Enfin, et parce que le besoin grondait sous leurs diaphragmes, le filet de lumière qui séparait les courbes distinctes de leurs lèvres disparut derrière l'union fusionnelle de ces dernières.

Sa bouche découvrant la sienne comme une nouvelle partie de lui même, un peu comme si elles étaient faites pour tenir ensemble, Katsuki sentait la chaleur et la douceur courir sous sa peau, faire vibrer les organes de l'intérieur de son ventre.
Déclencher à sa poitrine un immense glissement d'émotions.
Un tremblement d'amour, une tempête de passion.

Ses doigts toujours emmêlés dans une mèche sauvage de la courbe de sa tempe, il déposa la paume entière de sa main sur le côté de son crâne, arrimant son visage contre le sien, craignant sans doute de s'échouer à la moindre séparation.
Ses lèvres folles et enivrées déposaient des baisés par dizaines sur la texture pulpeuse de sa bouche, goutant la saveur intime qu'elles portaient sur elles.
Tous ses sens s'emballaient au contact brûlant de sa peau, consumant chaque muscles et chaque os alors qu'Izuku vint enlacer son corps près du sien, refermant ses bras à ses hanches pour le retenir contre lui.

Il semblait presque que, tout à coup, la maison et la forêt n'existaient plus, pas plus que le village un peu plus loin, ou que la bienséance hypocrite d'un verre levé en l'honneur d'un mariage mensonger.
Ne restait alors plus que le bouquet de menthe, le bleu éternel du myosotis, et les pulsations de leur cœurs en harmonie.

Finalement, le souffle envolé, en perdition entre deux baisés sauvages et avides de toujours plus de saveur intime, un mouvement commun les emporta un peu plus près de la grande table, marchant à l'unisson sans séparer leurs bouches parfaitement fusionnées.
Izuku, le coccyx en appui contre le bord du plateau en bois, basculait légèrement son dos vers l'arrière sous les pression des lèvres de son amant, l'effervescence du désir faisant trembler leurs mains sur le corps de l'autre.

Sous leurs gestes, quelques bocaux poussés malgré eux tintaient les uns contre les autres, sans pour autant les atteindre réellement, leurs esprits bien trop embrumés par le souffle exaltant de l'instant.
Bien loin de toute forme de préoccupation, Katsuki laissait sa peau frissonner sous la caresses aventurières des mains d'Izuku en dessous de son gilet trop grand et mal taillé.

Ses doigts effleurant la ligne creuse de sa colonne vertébrale secouaient des spasmes d'émoi à son échine, un séisme de sensations incandescentes dans le creux de ses reins.
Son exploration douce remontait les reliefs de ses vertèbres, soulevant le tissu de ses vêtements dans sa remontée et, caressant ses omoplates du plat de ses mains, Izuku étalait la chaleur de sa peau dans la sienne.

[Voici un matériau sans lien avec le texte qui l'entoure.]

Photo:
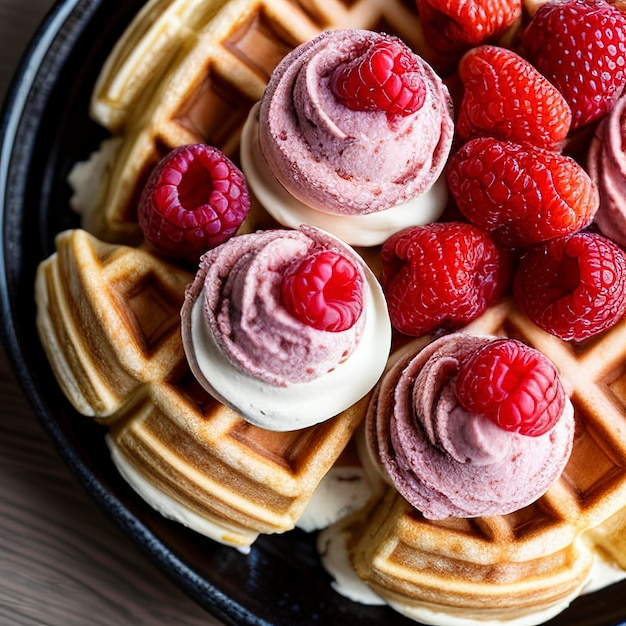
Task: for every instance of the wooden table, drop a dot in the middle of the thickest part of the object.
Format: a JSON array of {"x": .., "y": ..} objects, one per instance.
[{"x": 62, "y": 561}]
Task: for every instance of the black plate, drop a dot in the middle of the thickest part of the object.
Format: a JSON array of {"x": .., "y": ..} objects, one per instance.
[{"x": 45, "y": 129}]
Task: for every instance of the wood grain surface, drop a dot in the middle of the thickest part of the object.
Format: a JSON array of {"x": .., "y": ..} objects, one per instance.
[{"x": 62, "y": 561}]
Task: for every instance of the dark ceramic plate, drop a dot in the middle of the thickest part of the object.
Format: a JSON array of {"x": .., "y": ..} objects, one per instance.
[{"x": 45, "y": 129}]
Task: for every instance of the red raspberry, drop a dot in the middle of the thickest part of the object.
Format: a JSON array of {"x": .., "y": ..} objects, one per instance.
[
  {"x": 520, "y": 194},
  {"x": 442, "y": 275},
  {"x": 573, "y": 287},
  {"x": 580, "y": 46},
  {"x": 195, "y": 199},
  {"x": 507, "y": 98},
  {"x": 452, "y": 26},
  {"x": 384, "y": 77},
  {"x": 515, "y": 386},
  {"x": 325, "y": 291}
]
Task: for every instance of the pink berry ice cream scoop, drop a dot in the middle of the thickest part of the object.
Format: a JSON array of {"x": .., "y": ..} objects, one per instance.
[
  {"x": 606, "y": 163},
  {"x": 278, "y": 317},
  {"x": 353, "y": 123},
  {"x": 470, "y": 426}
]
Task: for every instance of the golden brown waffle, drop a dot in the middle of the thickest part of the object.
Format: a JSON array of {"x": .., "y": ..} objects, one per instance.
[
  {"x": 502, "y": 567},
  {"x": 188, "y": 71},
  {"x": 108, "y": 317}
]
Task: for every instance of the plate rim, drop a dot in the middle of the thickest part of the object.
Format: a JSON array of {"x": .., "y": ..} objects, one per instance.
[{"x": 14, "y": 107}]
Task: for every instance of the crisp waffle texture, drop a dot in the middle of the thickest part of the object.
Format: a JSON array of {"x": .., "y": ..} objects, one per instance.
[
  {"x": 108, "y": 317},
  {"x": 188, "y": 71},
  {"x": 503, "y": 567}
]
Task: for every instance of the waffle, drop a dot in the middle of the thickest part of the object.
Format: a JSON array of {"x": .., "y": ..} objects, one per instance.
[
  {"x": 188, "y": 71},
  {"x": 533, "y": 561},
  {"x": 108, "y": 317}
]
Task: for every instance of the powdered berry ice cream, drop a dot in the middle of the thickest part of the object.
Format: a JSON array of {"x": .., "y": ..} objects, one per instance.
[
  {"x": 247, "y": 347},
  {"x": 606, "y": 161},
  {"x": 343, "y": 162},
  {"x": 446, "y": 460}
]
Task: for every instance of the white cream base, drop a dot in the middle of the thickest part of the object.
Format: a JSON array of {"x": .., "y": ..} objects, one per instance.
[
  {"x": 302, "y": 404},
  {"x": 85, "y": 177},
  {"x": 332, "y": 548},
  {"x": 342, "y": 491},
  {"x": 357, "y": 230}
]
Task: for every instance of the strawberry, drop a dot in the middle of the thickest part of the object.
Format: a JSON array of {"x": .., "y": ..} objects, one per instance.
[
  {"x": 573, "y": 287},
  {"x": 194, "y": 200},
  {"x": 324, "y": 291},
  {"x": 520, "y": 194},
  {"x": 580, "y": 46},
  {"x": 442, "y": 275},
  {"x": 507, "y": 98},
  {"x": 452, "y": 26},
  {"x": 386, "y": 76},
  {"x": 515, "y": 386}
]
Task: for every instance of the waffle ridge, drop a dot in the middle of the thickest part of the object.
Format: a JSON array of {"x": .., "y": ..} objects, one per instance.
[
  {"x": 116, "y": 349},
  {"x": 539, "y": 555},
  {"x": 216, "y": 60}
]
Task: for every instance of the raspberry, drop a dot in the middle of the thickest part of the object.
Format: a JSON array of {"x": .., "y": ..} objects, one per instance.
[
  {"x": 515, "y": 386},
  {"x": 452, "y": 26},
  {"x": 384, "y": 77},
  {"x": 521, "y": 195},
  {"x": 573, "y": 287},
  {"x": 580, "y": 47},
  {"x": 442, "y": 275},
  {"x": 507, "y": 98},
  {"x": 325, "y": 291},
  {"x": 195, "y": 199}
]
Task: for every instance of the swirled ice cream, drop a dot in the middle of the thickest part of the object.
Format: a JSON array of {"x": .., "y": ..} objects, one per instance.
[
  {"x": 253, "y": 355},
  {"x": 606, "y": 161},
  {"x": 446, "y": 461},
  {"x": 362, "y": 174}
]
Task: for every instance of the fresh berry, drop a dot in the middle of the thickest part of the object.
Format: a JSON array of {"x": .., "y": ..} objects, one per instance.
[
  {"x": 194, "y": 200},
  {"x": 452, "y": 26},
  {"x": 573, "y": 287},
  {"x": 512, "y": 384},
  {"x": 506, "y": 97},
  {"x": 387, "y": 76},
  {"x": 442, "y": 275},
  {"x": 522, "y": 195},
  {"x": 580, "y": 46},
  {"x": 325, "y": 291}
]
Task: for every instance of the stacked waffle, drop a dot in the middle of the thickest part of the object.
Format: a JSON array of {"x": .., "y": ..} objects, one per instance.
[
  {"x": 188, "y": 71},
  {"x": 531, "y": 563}
]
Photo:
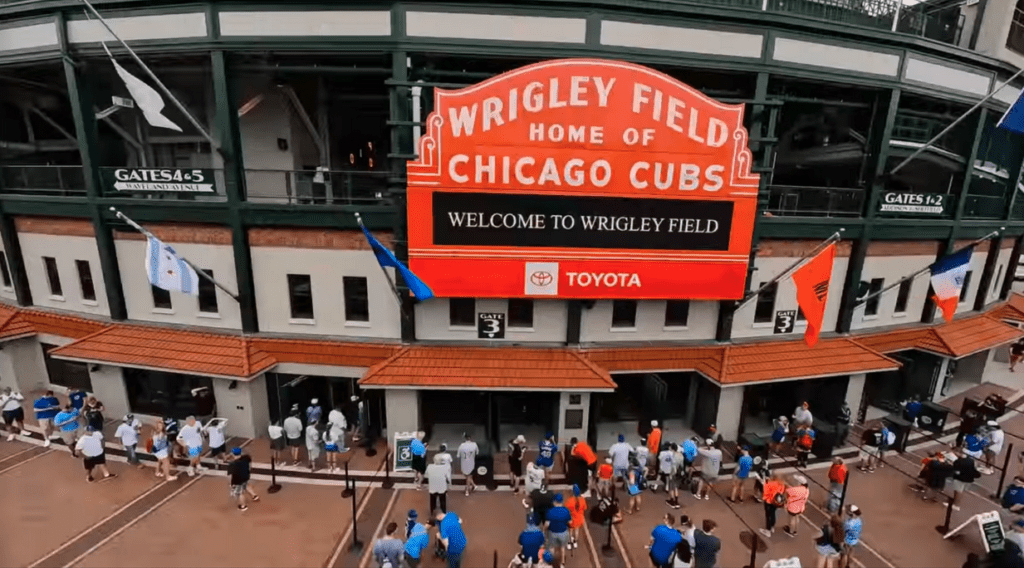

Les yeux fermés, Katsuki aventura sa langue à la rencontre de la sienne, cherchant un contact nouveau, maladroit sûrement un peu, mais qui allumait le feu à sa poitrine comme un brasier sans fin.
S'accrochant à lui, les deux mains agrippées au tissu cousu qui recouvrait le haut de son corps, il souleva le vêtement avec la volonté de le faire passer au dessus de sa tête, séparant momentanément leurs lèvres incandescentes pour permettre son passage.

A moitié nu, le torse d'Izuku révélait enfin ses courbes, et Katsuki se perdit une seconde sur la contemplation de ses lignes proprement dessinées, passant un index curieux sur les plages douces de son abdomen.

Ce corps l'attirait à lui, à l'instar de deux éléments d'un même ensemble, ils se complétaient comme deux pièces d'un puzzle, prédécoupées spécialement pour s'assembler.

Et puis ...

Et puis, le fracas.

Soudain, la bruyante secousse d'un gond malmené, le craquement d'une porte qui se fend en frappant le mur adjacent, et les voix tonitruantes d'une colonie d'hommes.
Le cri d'une menace jetée soudainement, et la violence d'une entrée agressive vint interrompre l'union jusqu'alors harmonieuse de l'intérieur de la maison.

Brutalement, dans un sursaut, Izuku repoussa Katsuki, plaquant ses deux mains à plat sur son torse comme si sa peau le brûlait tout à coup.
Leurs yeux soudain remplis d'une terreur sourde, ils regardaient, impuissants, le désastre qui s'étendait juste là.
Tous les deux surpris en plein pêché, dans le creux d'une forêt.

Dans la petite pièce, une dizaine d'hommes tout à coup sortis de nul part piétinaient le sol de la maison, des villageois pour certains, des religieux pour d'autres, hurlant à tout va entre les quatre murs sans qu'aucun mot clair et intelligible de se démarque de la cohue.

Une effervescence nouvelle, vibrante d'un danger imminent, agitait soudain l'espace alors que Katsuki s'approchait à nouveau d'Izuku, refusant finalement de s'écarter de lui.
Sans doute l'espoir naïf et totalement vain de le protéger, lui dont la douceur et la bienveillance n'avaient d'égal que la brutalité humaine.

La folie s'étalait partout autour d'eux, alors plaqués contre la table, espérant sans véritable espoir d'échapper aux prises de l'armée colonisant les lieux.
Même en nouant solidement leurs mains l'une à l'autre, le cœur battant jusqu'à la rupture, le souffle coupé par la peur griffant leurs ventres, ils ne purent que retarder l'échéance d'une poignée de secondes.
Séparés de force, piégés à trois mètres l'un de l'autre dans des paires de bras différentes, personne ne semblait véritablement leur adresser la parole, les hommes conversant entre eux des démarches à suivre presque comme s'ils ne se trouvaient pas là.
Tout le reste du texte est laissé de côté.